JSON to Rust

Generate Rust struct definitions with serde derives from JSON.

Paste a JSON sample and get Rust structs with #[derive(Serialize, Deserialize)] ready to drop into a serde_json project. Nested objects become their own structs; arrays become Vec; field names that aren't valid Rust identifiers get a #[serde(rename)] attribute.

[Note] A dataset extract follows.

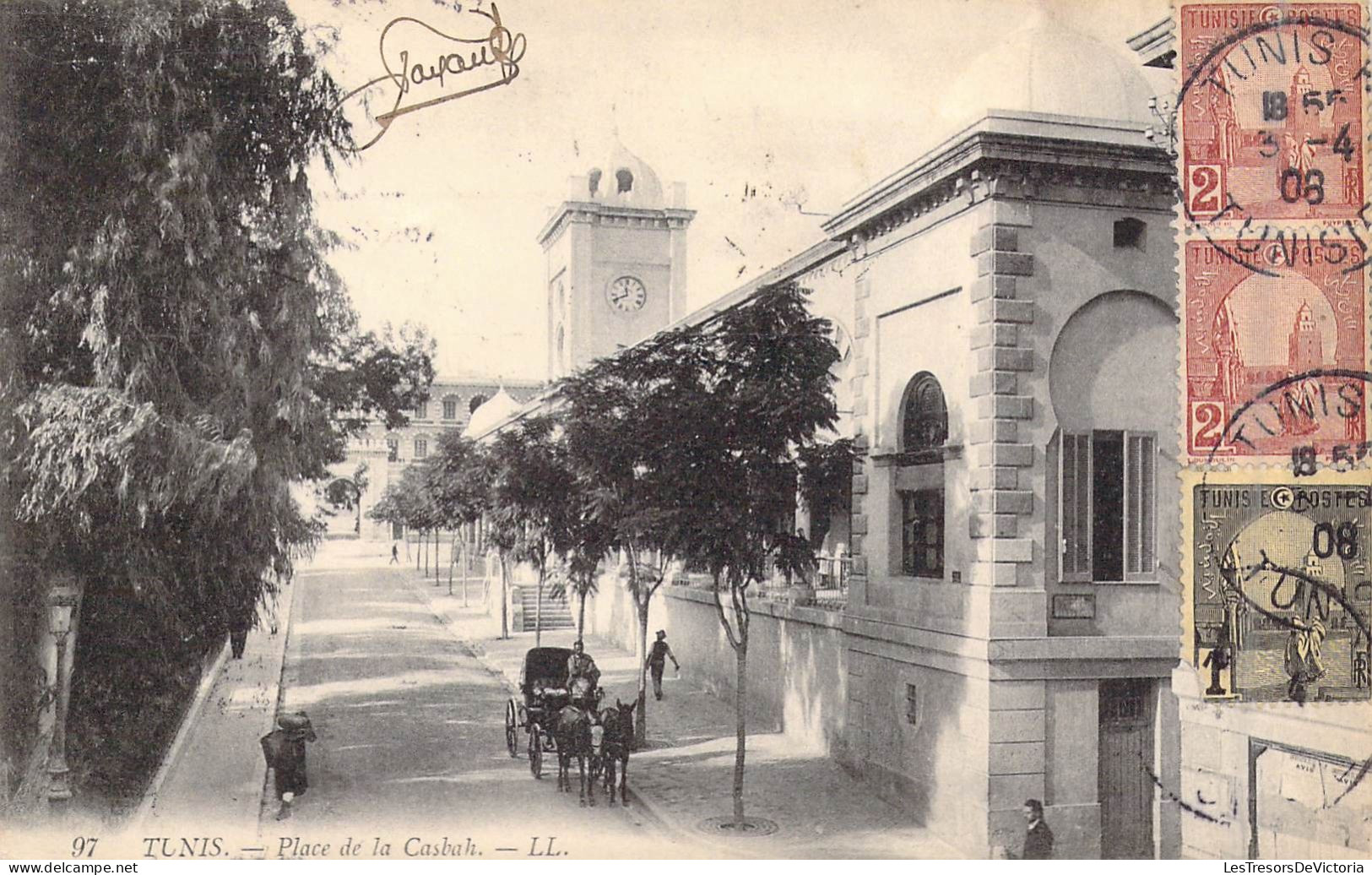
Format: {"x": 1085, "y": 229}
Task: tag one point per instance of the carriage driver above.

Common use cases: writing a typed client for a JSON API, modelling configuration files in Rust, generating fixtures for tests, and getting a starting point that's faster than writing structs by hand for a deeply nested response.

JSON

Rust

Frequently asked questions

Does the output include serde annotations?
Yes — each struct is prefixed with #[derive(Serialize, Deserialize)] so the type can round-trip with serde_json. Field names that aren't valid Rust identifiers get a #[serde(rename = "…")] attribute mapping back to the JSON name.
How are numbers typed?
Integers without a fractional part become i64 (or u64 if always positive); numbers with a decimal point become f64. For very large IDs you may want to swap i64 for String manually to avoid precision loss across systems.
What about optional fields?
A single sample doesn't reveal optionality — every field is generated as required. To mark a field optional, wrap its type in Option<…> and add #[serde(default, skip_serializing_if = "Option::is_none")].
How are nested objects and arrays modelled?
Each nested object becomes its own named struct; arrays become Vec<T>. Heterogeneous arrays (mixed types) fall back to serde_json::Value — refine those manually if you know the variants.